Gabarito — Questão 4

Resposta: A

O link entre uma VNet e uma zona DNS privada é o que garante acesso ao plano de dados de resolução da zona. Ao remover o link, a VNet-B perde a capacidade de enviar consultas DNS que o resolvedor do Azure encaminhará para aquela zona privada. A alternativa B está errada porque o Azure não redireciona automaticamente para DNS público ao remover um link: a consulta simplesmente não encontra resolução.

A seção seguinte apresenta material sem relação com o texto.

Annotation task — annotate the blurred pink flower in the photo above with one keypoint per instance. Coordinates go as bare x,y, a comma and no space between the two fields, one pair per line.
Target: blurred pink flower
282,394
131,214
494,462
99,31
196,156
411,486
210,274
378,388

A alternativa C está incorreta: remover o link não afeta os registros existentes na zona. A alternativa D confunde o comportamento do link DNS com conectividade de rede, que são planos completamente distintos.


Gabarito — Questão 5

Resposta: B

O limite de uma única zona com registro automático por VNet é uma restrição real e influencia diretamente o design em topologias hub-and-spoke, especialmente quando há necessidade de registrar VMs em zonas diferentes conforme o ambiente ou função. A alternativa A está incorreta: o limite de vínculos por zona é muito maior que 10 e varia conforme a configuração. A alternativa C é falsa: links entre VNets de assinaturas diferentes dentro do mesmo tenant são suportados. A alternativa D é incorreta: a zona DNS privada é um recurso global e o registro automático não tem restrição de região entre a zona e a VNet vinculada.